Visitaba y servía a los enfermos en los hospitales. Siempre regalaba a los pobres sus vestidos o el dinero que llevaba. Un día, una imagen de Jesucristo crucificado le habló y le pidió que reparara su iglesia, que estaba en ruinas. Decidió ir y vender su caballo y unas ropas de la tienda de su padre para tener dinero para arreglar la iglesia de San Damián.

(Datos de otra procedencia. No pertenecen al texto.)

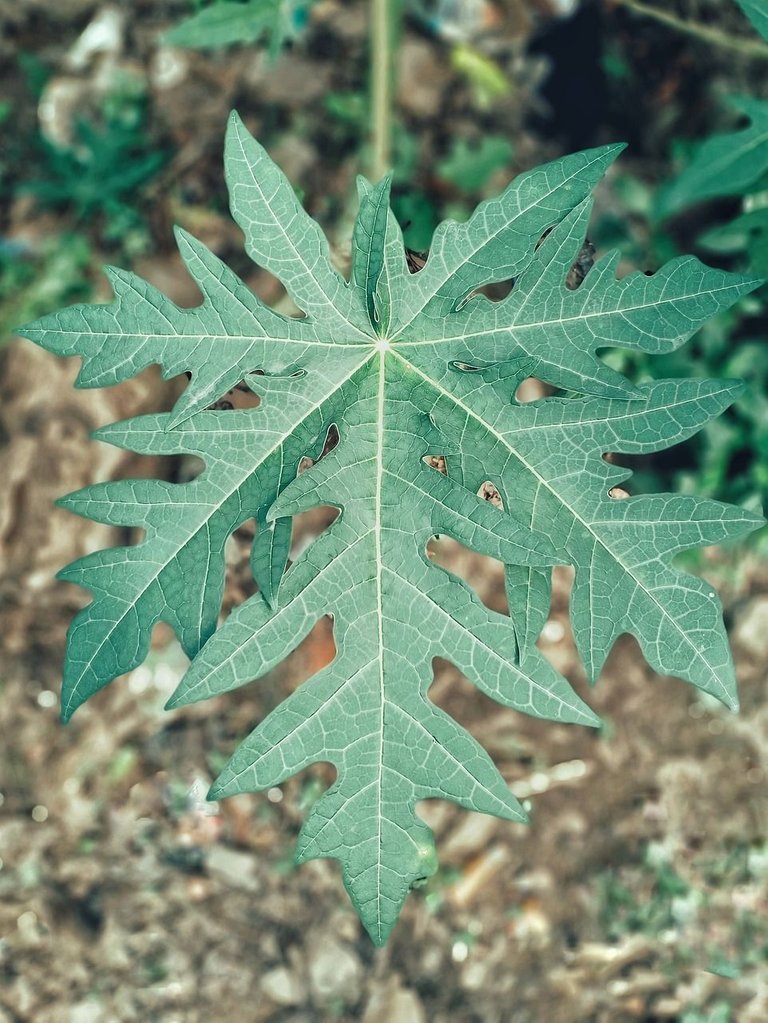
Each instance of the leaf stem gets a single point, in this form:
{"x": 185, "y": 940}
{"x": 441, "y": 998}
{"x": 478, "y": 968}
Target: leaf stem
{"x": 747, "y": 47}
{"x": 380, "y": 43}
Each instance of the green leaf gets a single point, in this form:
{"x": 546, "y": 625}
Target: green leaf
{"x": 227, "y": 24}
{"x": 757, "y": 11}
{"x": 724, "y": 165}
{"x": 405, "y": 367}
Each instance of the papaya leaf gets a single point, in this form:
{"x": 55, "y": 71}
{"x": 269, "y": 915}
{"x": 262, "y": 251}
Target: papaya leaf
{"x": 405, "y": 366}
{"x": 757, "y": 12}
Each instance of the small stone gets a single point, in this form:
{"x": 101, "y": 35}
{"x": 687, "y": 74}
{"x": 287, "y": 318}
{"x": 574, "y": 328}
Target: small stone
{"x": 421, "y": 77}
{"x": 390, "y": 1003}
{"x": 334, "y": 972}
{"x": 283, "y": 987}
{"x": 86, "y": 1012}
{"x": 232, "y": 866}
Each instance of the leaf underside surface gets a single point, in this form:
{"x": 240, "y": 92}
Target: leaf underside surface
{"x": 406, "y": 366}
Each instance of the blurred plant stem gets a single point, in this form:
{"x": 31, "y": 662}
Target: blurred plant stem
{"x": 747, "y": 47}
{"x": 385, "y": 14}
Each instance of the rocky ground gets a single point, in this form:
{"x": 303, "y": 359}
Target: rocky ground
{"x": 639, "y": 892}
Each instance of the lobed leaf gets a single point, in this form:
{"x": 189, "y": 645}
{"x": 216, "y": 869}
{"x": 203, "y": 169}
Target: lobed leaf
{"x": 405, "y": 366}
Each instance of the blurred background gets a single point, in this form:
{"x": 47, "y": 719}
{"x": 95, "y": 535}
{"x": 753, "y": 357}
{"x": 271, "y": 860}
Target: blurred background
{"x": 638, "y": 892}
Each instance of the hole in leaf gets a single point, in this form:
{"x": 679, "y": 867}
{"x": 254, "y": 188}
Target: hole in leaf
{"x": 238, "y": 579}
{"x": 308, "y": 526}
{"x": 437, "y": 461}
{"x": 238, "y": 398}
{"x": 488, "y": 492}
{"x": 497, "y": 291}
{"x": 532, "y": 389}
{"x": 314, "y": 653}
{"x": 484, "y": 575}
{"x": 331, "y": 440}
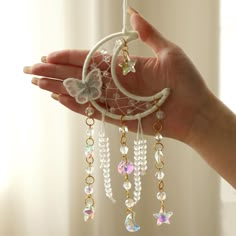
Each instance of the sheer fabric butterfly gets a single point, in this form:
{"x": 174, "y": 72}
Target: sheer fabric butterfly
{"x": 85, "y": 91}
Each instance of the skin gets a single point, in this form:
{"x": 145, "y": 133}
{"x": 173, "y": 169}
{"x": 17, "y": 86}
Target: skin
{"x": 193, "y": 114}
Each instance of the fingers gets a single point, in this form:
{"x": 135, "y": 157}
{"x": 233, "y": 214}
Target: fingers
{"x": 51, "y": 85}
{"x": 54, "y": 71}
{"x": 67, "y": 57}
{"x": 147, "y": 32}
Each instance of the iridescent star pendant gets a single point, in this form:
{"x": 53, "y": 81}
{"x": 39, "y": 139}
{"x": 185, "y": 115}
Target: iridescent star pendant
{"x": 128, "y": 66}
{"x": 88, "y": 213}
{"x": 163, "y": 217}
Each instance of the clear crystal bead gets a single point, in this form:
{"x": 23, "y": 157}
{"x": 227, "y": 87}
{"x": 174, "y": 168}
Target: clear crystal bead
{"x": 88, "y": 190}
{"x": 123, "y": 129}
{"x": 137, "y": 193}
{"x": 137, "y": 178}
{"x": 161, "y": 196}
{"x": 107, "y": 180}
{"x": 107, "y": 185}
{"x": 103, "y": 51}
{"x": 129, "y": 202}
{"x": 127, "y": 185}
{"x": 106, "y": 175}
{"x": 138, "y": 183}
{"x": 108, "y": 190}
{"x": 89, "y": 111}
{"x": 144, "y": 168}
{"x": 160, "y": 175}
{"x": 138, "y": 188}
{"x": 143, "y": 162}
{"x": 158, "y": 137}
{"x": 160, "y": 115}
{"x": 124, "y": 150}
{"x": 137, "y": 198}
{"x": 137, "y": 173}
{"x": 90, "y": 132}
{"x": 89, "y": 170}
{"x": 159, "y": 155}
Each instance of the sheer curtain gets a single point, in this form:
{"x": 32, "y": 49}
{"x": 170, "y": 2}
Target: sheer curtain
{"x": 41, "y": 161}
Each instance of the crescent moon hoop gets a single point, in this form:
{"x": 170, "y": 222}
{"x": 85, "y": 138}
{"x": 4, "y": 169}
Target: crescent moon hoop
{"x": 159, "y": 97}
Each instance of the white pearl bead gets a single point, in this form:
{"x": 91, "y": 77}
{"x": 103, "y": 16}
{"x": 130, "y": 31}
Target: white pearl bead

San Francisco tuvo muchos seguidores y algunos querían hacerse discípulos suyos. Su primer discípulo fue Bernardo de Quintavalle, un rico comerciante de Asís que vendió todo lo que tenía para darlo a los pobres. El segundo fue Pedro de Cattaneo. San Francisco les concedió hábitos a los dos en abril de 1209. Cuando ya eran doce discípulos, redactó una regla breve e informal que eran principalmente consejos evangélicos para alcanzar la perfección.

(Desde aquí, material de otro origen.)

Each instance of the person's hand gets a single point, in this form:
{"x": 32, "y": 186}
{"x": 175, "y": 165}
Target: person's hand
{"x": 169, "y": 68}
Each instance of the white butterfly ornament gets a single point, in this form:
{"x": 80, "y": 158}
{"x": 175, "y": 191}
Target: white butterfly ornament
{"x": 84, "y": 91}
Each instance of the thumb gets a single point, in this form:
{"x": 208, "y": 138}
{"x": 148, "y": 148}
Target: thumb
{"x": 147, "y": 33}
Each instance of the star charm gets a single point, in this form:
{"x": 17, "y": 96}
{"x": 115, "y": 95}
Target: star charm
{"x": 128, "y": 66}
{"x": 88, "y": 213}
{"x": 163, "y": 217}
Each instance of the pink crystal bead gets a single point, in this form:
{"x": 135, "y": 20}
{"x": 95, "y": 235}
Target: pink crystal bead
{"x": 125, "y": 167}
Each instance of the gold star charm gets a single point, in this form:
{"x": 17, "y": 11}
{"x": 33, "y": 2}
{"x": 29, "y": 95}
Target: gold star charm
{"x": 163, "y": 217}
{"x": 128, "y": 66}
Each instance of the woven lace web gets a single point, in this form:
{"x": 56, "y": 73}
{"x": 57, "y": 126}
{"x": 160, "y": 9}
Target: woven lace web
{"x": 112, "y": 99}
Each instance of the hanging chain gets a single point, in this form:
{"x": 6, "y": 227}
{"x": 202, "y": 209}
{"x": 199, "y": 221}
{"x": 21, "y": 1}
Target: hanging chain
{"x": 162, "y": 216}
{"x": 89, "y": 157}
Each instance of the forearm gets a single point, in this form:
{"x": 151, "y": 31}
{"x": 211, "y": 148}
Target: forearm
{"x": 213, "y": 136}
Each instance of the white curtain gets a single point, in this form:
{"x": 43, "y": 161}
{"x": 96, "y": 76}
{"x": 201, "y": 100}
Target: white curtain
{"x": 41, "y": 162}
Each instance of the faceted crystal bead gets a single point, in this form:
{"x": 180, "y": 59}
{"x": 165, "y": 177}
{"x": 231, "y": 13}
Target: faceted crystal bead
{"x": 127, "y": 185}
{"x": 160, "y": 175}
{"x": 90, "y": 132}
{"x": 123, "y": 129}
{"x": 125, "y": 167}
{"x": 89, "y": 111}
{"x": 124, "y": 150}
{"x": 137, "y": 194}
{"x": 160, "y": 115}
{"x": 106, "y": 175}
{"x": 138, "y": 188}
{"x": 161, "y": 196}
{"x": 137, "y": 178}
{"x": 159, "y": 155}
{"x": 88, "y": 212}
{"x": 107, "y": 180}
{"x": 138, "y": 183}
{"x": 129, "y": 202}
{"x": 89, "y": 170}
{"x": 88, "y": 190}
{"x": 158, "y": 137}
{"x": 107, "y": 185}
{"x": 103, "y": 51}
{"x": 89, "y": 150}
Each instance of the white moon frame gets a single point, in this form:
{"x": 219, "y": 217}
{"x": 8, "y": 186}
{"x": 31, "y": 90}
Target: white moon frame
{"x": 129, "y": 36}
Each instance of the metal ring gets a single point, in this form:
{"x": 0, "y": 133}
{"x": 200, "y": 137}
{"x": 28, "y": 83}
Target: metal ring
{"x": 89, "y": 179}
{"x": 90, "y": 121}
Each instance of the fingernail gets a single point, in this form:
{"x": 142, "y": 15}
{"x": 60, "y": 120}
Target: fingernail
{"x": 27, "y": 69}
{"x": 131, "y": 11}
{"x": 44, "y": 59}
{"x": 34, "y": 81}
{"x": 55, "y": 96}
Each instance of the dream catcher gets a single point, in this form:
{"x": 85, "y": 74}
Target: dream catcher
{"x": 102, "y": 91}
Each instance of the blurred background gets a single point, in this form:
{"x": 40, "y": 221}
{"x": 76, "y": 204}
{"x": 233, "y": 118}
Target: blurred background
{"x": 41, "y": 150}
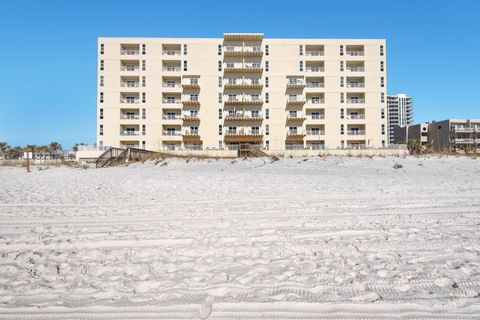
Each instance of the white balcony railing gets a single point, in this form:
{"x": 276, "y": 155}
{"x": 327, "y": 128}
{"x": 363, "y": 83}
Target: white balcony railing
{"x": 171, "y": 68}
{"x": 356, "y": 69}
{"x": 129, "y": 100}
{"x": 316, "y": 101}
{"x": 171, "y": 133}
{"x": 355, "y": 53}
{"x": 129, "y": 132}
{"x": 171, "y": 52}
{"x": 129, "y": 116}
{"x": 171, "y": 116}
{"x": 314, "y": 53}
{"x": 355, "y": 116}
{"x": 354, "y": 101}
{"x": 315, "y": 132}
{"x": 315, "y": 69}
{"x": 129, "y": 52}
{"x": 315, "y": 85}
{"x": 130, "y": 84}
{"x": 356, "y": 132}
{"x": 355, "y": 85}
{"x": 130, "y": 68}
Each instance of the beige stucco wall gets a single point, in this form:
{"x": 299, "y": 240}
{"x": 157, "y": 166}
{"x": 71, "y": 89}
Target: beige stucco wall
{"x": 202, "y": 58}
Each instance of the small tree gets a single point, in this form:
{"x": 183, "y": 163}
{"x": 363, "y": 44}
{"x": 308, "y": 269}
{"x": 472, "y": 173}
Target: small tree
{"x": 414, "y": 147}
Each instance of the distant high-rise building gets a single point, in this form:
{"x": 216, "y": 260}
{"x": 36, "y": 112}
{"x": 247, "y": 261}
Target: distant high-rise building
{"x": 400, "y": 112}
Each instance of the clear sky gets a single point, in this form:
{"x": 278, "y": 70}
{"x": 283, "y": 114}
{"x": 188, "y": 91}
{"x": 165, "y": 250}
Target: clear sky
{"x": 49, "y": 63}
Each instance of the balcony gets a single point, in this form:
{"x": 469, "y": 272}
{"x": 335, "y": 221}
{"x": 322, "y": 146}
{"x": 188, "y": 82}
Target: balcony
{"x": 295, "y": 116}
{"x": 243, "y": 116}
{"x": 171, "y": 116}
{"x": 190, "y": 100}
{"x": 171, "y": 52}
{"x": 315, "y": 132}
{"x": 354, "y": 132}
{"x": 295, "y": 100}
{"x": 129, "y": 49}
{"x": 243, "y": 100}
{"x": 191, "y": 83}
{"x": 172, "y": 68}
{"x": 295, "y": 83}
{"x": 242, "y": 51}
{"x": 243, "y": 36}
{"x": 190, "y": 116}
{"x": 129, "y": 116}
{"x": 243, "y": 84}
{"x": 243, "y": 67}
{"x": 295, "y": 133}
{"x": 243, "y": 131}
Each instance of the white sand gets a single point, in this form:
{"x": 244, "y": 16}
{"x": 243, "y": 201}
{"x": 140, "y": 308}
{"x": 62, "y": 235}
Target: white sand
{"x": 335, "y": 238}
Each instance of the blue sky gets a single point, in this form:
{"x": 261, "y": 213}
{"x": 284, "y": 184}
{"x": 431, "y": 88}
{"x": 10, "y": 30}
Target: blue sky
{"x": 48, "y": 51}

Después de varios años, el Papa Inocencio III autorizó la regla y les dio por misión predicar la penitencia.

La pobreza era el fundamento de su orden. San Francisco solo llegó a recibir el diaconado porque se consideraba indigno del sacerdocio. Los primeros años de la orden fueron un período de entrenamiento en la pobreza y en la caridad fraterna. Los frailes trabajaban en sus oficios y en los campos vecinos para ganarse el pan de cada día.

Cuando no había trabajo suficiente, solían pedir limosna de puerta en puerta. El fundador les había prohibido aceptar dinero. Se distinguían por su gran capacidad de servicio a los demás, especialmente a los leprosos, a quienes llamaban «hermanos cristianos». Debían siempre obedecer al obispo del lugar donde se encontraran. San Francisco dio a su orden el nombre de «Frailes Menores», ya que quería que fueran humildes.

En 1225, su salud estaba muy deteriorada, y lo llevaron con varios médicos. Poco antes de morir dictó un testamento en el que les recomendaba a los hermanos observar la regla y trabajar manualmente para evitar la ociosidad y dar buen ejemplo. Al enterarse de que le quedaban pocas semanas de vida, dijo «¡Bienvenida, hermana muerte!» y pidió que lo llevaran a Porciúncula. Murió el 3 de octubre de 1226 después de escuchar la pasión de Cristo según San Juan. Tenía cuarenta y cuatro años de edad. Lo sepultaron en la iglesia de San Jorge, en Asís.